Journal of Combinatorial Optimization ( IF 0.9 ) Pub Date : 2024-12-04 , DOI: 10.1007/s10878-024-01240-9 Xin Sun, Tiande Guo, Congying Han, Hongyang Zhang
In this paper, we theoretically study the Combinatorial Multi-Armed Bandit problem with stochastic monotone k-submodular reward function under full-bandit feedback. In this setting, the decision-maker is allowed to select a super arm composed of multiple base arms in each round and then receives its k-submodular reward. The k-submodularity enriches the application scenarios of the problem we consider in contexts characterized by diverse options. We present two simple greedy algorithms for two budget constraints (total size and individual size) and provide the theoretical analysis for upper bound of the regret value. For the total size budget, the proposed algorithm achieves a \(\frac{1}{2}\)-regret upper bound by \(\tilde{\mathcal {O}}\left( T^\frac{2}{3}(kn)^{\frac{1}{3}}B\right) \) where T is the time horizon, n is the number of base arms and B denotes the budget.

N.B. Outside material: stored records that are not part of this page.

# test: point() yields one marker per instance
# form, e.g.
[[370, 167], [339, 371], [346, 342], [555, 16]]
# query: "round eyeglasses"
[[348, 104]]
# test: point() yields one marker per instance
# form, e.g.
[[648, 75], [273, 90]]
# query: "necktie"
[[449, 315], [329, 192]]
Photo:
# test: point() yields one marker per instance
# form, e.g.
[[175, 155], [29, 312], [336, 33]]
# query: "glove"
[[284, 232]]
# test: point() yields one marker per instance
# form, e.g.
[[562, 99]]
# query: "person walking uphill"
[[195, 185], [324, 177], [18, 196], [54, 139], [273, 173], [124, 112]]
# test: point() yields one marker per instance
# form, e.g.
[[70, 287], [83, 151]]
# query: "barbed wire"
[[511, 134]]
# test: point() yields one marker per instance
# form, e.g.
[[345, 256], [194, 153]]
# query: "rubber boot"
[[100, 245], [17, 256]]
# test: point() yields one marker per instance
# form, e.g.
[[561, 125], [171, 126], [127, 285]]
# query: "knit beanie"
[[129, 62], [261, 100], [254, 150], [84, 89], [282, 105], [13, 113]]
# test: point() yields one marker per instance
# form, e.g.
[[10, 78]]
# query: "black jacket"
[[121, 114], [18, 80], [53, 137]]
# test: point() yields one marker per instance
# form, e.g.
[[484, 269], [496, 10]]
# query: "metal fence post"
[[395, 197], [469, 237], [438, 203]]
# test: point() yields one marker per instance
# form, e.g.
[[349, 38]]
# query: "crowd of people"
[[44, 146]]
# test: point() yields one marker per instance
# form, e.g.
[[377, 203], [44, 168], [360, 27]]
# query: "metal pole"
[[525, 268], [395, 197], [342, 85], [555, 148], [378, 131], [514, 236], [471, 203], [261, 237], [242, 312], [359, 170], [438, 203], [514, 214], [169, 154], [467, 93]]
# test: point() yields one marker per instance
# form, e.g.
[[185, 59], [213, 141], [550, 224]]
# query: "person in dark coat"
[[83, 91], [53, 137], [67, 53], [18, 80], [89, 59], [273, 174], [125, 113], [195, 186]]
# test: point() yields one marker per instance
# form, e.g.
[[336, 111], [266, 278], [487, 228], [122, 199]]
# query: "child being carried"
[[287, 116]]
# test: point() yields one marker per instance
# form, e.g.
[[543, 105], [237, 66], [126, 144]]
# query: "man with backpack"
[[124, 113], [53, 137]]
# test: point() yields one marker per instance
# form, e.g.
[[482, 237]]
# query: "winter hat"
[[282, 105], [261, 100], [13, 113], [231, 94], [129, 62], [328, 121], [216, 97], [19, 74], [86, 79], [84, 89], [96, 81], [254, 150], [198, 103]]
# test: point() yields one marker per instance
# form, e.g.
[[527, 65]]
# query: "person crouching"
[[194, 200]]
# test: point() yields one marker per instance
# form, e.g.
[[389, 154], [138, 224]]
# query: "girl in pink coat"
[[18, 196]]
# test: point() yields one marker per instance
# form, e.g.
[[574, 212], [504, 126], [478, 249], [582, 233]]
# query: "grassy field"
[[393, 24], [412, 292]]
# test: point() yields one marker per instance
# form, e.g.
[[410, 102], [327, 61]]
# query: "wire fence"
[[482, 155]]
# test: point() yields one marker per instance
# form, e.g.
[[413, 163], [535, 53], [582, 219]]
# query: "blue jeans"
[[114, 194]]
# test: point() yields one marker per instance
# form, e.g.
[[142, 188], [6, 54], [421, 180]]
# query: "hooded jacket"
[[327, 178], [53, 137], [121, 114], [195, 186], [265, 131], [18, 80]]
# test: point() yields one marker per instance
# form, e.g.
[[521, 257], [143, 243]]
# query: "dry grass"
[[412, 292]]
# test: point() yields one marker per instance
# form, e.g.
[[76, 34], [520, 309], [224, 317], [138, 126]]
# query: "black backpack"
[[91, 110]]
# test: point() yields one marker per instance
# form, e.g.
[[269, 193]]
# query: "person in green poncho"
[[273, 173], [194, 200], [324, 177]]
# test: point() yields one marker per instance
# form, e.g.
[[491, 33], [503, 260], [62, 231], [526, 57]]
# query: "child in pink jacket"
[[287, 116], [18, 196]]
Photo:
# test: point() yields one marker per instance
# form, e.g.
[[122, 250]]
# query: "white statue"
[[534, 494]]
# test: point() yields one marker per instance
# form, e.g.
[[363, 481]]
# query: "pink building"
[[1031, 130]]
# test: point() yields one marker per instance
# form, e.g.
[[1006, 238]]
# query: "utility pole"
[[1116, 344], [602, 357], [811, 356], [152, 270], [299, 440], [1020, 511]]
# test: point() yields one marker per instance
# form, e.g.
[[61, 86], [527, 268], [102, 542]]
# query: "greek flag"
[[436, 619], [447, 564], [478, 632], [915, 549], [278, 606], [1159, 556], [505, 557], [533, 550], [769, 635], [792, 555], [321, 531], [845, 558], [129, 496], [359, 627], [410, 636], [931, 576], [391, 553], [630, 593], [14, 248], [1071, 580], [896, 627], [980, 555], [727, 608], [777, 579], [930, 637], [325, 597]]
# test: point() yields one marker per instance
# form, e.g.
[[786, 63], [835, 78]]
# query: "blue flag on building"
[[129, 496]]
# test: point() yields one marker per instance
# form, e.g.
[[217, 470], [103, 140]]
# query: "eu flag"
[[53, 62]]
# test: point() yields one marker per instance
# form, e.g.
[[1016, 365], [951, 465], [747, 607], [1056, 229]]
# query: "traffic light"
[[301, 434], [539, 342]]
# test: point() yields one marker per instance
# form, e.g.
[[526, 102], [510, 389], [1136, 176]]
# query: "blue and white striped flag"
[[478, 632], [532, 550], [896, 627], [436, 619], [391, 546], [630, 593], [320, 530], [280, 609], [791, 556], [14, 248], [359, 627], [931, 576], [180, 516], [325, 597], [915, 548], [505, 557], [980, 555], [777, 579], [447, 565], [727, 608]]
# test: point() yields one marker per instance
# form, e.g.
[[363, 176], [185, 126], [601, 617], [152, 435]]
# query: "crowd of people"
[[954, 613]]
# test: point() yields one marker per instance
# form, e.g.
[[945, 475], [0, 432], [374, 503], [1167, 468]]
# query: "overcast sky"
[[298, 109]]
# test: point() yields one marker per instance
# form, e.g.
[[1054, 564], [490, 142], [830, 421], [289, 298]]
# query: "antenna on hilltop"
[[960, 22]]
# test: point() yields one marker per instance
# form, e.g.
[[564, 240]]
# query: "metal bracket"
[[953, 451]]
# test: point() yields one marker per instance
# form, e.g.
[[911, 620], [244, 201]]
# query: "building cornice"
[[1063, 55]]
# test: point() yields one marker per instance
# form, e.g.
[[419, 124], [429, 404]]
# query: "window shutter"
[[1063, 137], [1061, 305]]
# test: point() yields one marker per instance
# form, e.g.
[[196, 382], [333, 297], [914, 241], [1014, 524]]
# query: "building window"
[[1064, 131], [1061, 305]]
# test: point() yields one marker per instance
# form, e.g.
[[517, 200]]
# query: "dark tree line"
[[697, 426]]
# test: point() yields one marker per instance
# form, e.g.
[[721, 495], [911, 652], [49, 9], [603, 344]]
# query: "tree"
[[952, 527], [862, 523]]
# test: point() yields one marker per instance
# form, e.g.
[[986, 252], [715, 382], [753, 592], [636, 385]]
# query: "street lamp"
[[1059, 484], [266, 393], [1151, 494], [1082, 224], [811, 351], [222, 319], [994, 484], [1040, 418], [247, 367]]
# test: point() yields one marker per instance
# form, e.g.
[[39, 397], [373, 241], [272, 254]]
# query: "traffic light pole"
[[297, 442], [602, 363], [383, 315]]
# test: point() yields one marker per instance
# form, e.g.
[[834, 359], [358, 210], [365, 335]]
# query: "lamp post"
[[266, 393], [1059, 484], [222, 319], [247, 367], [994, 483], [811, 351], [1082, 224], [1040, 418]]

For the individual size budget, the proposed algorithm achieves a \(\frac{1}{3}\)-regret with the same upper bound. Moreover, we conduct numerical experiments on these two algorithms to empirically demonstrate the effectiveness.
中文翻译:
全老虎机反馈下随机单调 k-submod 最大化的贪婪算法
在本文中,我们从理论上研究了全老虎机反馈下具有随机单调 k-submodular 奖励函数的组合多臂老虎机问题。在这种设置中,决策者可以在每一轮中选择一个由多个基础武器组成的超级手臂,然后获得其 k-submodular 奖励。k-submodularity 丰富了我们在以多种选择为特征的环境中考虑的问题的应用场景。我们针对两个预算约束(总规模和个人规模)提出了两种简单的贪婪算法,并提供了遗憾值上限的理论分析。对于总大小预算,所提出的算法实现了 \(\frac{1}{2}\) -遗憾上限 \(\tilde{\mathcal {O}}\left( T^\frac{2}{3}(kn)^{\frac{1}{3}}B\right) \),其中 T 是时间范围,n 是基础武器的数量,B 表示预算。对于单个大小预算,所提出的算法实现了具有相同上限的 \(\frac{1}{3}\) -regret。此外,我们对这两种算法进行了数值实验,以实证证明其有效性。